Students frequently encounter questions that ask to differentiate cisplatin from carboplatin and oxaliplatin based on side‑effect profiles. Key differentiators include: nephrotoxicity (cisplatin > carboplatin), ototoxicity (cisplatin > oxaliplatin), and myelosuppression (carboplatin > cisplatin). Recall the mnemonic “C‑N‑O” (Cisplatin nephrotoxicity; Carboplatin myelosuppression; Oxaliplatin neuropathy). USMLE Step 2 CK often tests the mechanism: cisplatin forms 1,2‑intrastrand crosslinks that block DNA polymerase, whereas carboplatin forms mainly inter‑strand crosslinks. NAPLEX questions may focus on hydration protocols and the importance of sodium bicarbonate administration.

Common exam question stems include: “A 45‑year‑old man with metastatic testicular cancer receives cisplatin. Which of the following is the most appropriate monitoring strategy?” Options include: routine audiometry, daily creatinine, weekly CBC, prophylactic antibiotics. The correct answer is routine audiometry and daily creatinine. Another stem: “Which side effect is most likely to occur with carboplatin?” The answer: myelosuppression.

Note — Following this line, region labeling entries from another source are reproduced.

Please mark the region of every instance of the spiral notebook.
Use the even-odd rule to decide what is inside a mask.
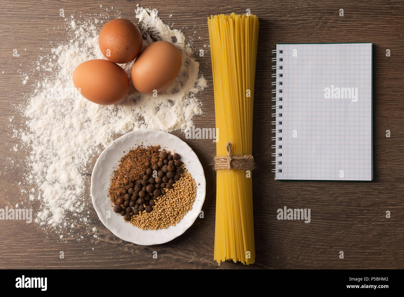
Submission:
[[[372,44],[278,44],[273,52],[275,179],[372,181]]]

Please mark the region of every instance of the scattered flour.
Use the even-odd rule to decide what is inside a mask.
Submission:
[[[184,34],[165,24],[158,13],[156,10],[136,9],[138,25],[145,38],[143,45],[159,40],[172,42],[181,53],[182,65],[175,80],[157,98],[137,93],[131,86],[123,102],[104,106],[74,91],[72,77],[76,67],[88,60],[104,58],[98,44],[101,26],[96,26],[102,21],[95,18],[83,21],[72,16],[66,19],[70,40],[52,48],[51,54],[40,57],[36,63],[37,70],[48,74],[35,83],[34,91],[28,96],[24,112],[27,127],[18,135],[30,151],[26,183],[36,188],[27,197],[25,190],[22,194],[29,200],[40,202],[35,221],[43,227],[70,234],[69,227],[78,224],[96,232],[87,225],[88,211],[92,207],[85,186],[90,179],[89,162],[120,134],[146,128],[184,131],[192,126],[195,115],[202,113],[196,96],[206,81],[199,74],[199,63],[192,57]],[[121,65],[129,77],[133,64]],[[23,83],[28,78],[24,78]],[[13,149],[18,150],[17,146]]]

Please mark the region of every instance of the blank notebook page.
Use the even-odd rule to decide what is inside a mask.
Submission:
[[[275,179],[372,180],[372,44],[276,50]]]

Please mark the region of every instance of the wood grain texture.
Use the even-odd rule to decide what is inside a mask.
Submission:
[[[12,137],[10,124],[23,124],[20,105],[24,105],[24,95],[33,89],[29,83],[21,84],[19,72],[28,72],[44,51],[67,40],[66,30],[61,26],[63,21],[59,9],[63,8],[66,15],[80,18],[103,13],[105,7],[114,6],[123,17],[134,21],[138,4],[157,8],[164,22],[173,23],[173,27],[181,29],[187,38],[194,38],[196,59],[209,83],[200,97],[204,113],[195,119],[196,126],[201,128],[215,126],[210,53],[208,50],[204,57],[198,55],[200,48],[209,44],[207,17],[233,11],[242,13],[248,8],[259,18],[253,135],[253,154],[260,165],[253,180],[256,263],[245,266],[226,262],[220,268],[404,268],[402,1],[1,0],[0,208],[11,207],[23,198],[17,184],[26,174],[27,152],[11,151],[19,140]],[[341,8],[343,17],[338,15]],[[269,139],[272,128],[271,50],[277,43],[362,42],[375,45],[376,180],[274,180],[270,173]],[[19,57],[13,57],[14,48],[18,49]],[[391,51],[389,57],[385,56],[387,48]],[[36,73],[29,82],[40,74]],[[11,117],[14,117],[12,123],[8,120]],[[387,129],[391,131],[390,138],[385,137]],[[215,144],[211,140],[185,139],[179,132],[173,134],[184,139],[199,157],[207,182],[204,218],[197,219],[184,234],[161,245],[138,246],[114,236],[93,212],[90,223],[98,228],[99,238],[87,236],[84,226],[79,226],[72,237],[61,241],[57,234],[46,234],[34,224],[1,221],[0,268],[217,268],[213,261],[215,175],[210,165]],[[91,172],[96,159],[88,166],[88,173]],[[89,188],[89,178],[87,183]],[[87,194],[89,210],[89,190]],[[311,223],[277,220],[276,210],[284,206],[311,209]],[[34,211],[37,207],[37,202],[33,204]],[[391,219],[385,218],[386,211],[391,212]],[[82,236],[84,239],[78,241]],[[63,259],[59,258],[61,251],[65,253]],[[152,257],[154,251],[158,253],[157,259]],[[344,259],[339,258],[341,251],[344,252]]]

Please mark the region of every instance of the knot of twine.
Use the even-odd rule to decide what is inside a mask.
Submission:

Must‑know facts: 1. The therapeutic index of cisplatin is narrow; small dosing errors can lead to irreversible nephrotoxicity. 2. Hydration with isotonic saline and bicarbonate is essential for all patients. 3. Hypersensitivity reactions are cumulative; premedication is mandatory after the first cycle. 4. Ototoxicity is irreversible and dose‑dependent; baseline audiometry is mandatory. 5. Cisplatin is teratogenic; contraception is required for both sexes.

Key Takeaways

1. First‑line platinum agent for testicular, ovarian, bladder, and lung cancers.
2. Mechanism: DNA cross‑linking via platinum adducts that impede replication.
3. Pharmacokinetics: large volume of distribution, biphasic elimination, renal excretion dominates.
4. Therapeutic window is narrow; dose adjustments based on creatinine clearance are critical.
5. Nephrotoxicity and ototoxicity are the most common dose‑limiting toxicities.
6. Aggressive hydration and sodium bicarbonate reduce renal injury.
7. Baseline and periodic audiometry are mandatory for early ototoxicity detection.
8. Hypersensitivity reactions necessitate premedication from cycle two onward.
9. Pregnancy category D; strict contraception required.
10. Clinical pearls: use the “C‑Dose” mnemonic to remember hydration, dose adjustment, and electrolyte monitoring.

Remember that cisplatin’s life‑saving potential is matched only by its toxicity; meticulous hydration, monitoring, and patient education are the cornerstones of safe therapy.